A request from MapSpaM for people to help them in mapping the distribution of cassava cultivation in Africa ((You may remember us mentioning MapSpaM before as part of an ongoing discussion of crop distribution data.)) forced me into some more playing with Google Earth. I just took MapSpaM’s draft cassava map…
…and plonked on top of it the germplasm provenance data from Genesys. Here’s the result (right click to save the kmz file):
Which highlights — not for the first time, but very powerfully — the lack of material from eastern and southern Africa in the international genebanks. It is definitely important to think about safety duplicating national collections from those countries.
Here’s a close-up for West Africa:
Pretty good representation overall, but even here there are some definite gaps. Time to get collecting again in Africa too. Though of course a geographic gap is not necessarily a genetic gap…

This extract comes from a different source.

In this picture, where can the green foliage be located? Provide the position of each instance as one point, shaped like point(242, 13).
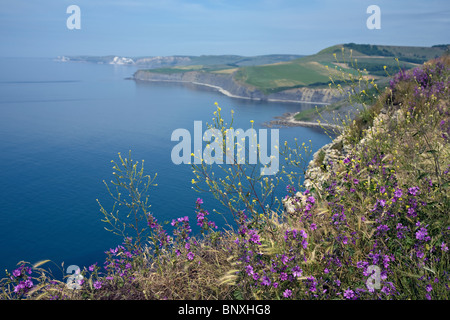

If the yellows shows cultivation there is nothing at all from Ethiopia and lots from Northern Kenya and the Southern Sudan. Either there is something badly wrong with the data, or we have found a solution to famine in Ethiopia: grow cassava.
And further collecting may be a problem. I am still trying to find out from FAO if there is any movement at all of germplasm between developing countries under the Treaty SMTA. Anybody have any figures? FAO either don’t know (hard to believe) or won’t tell.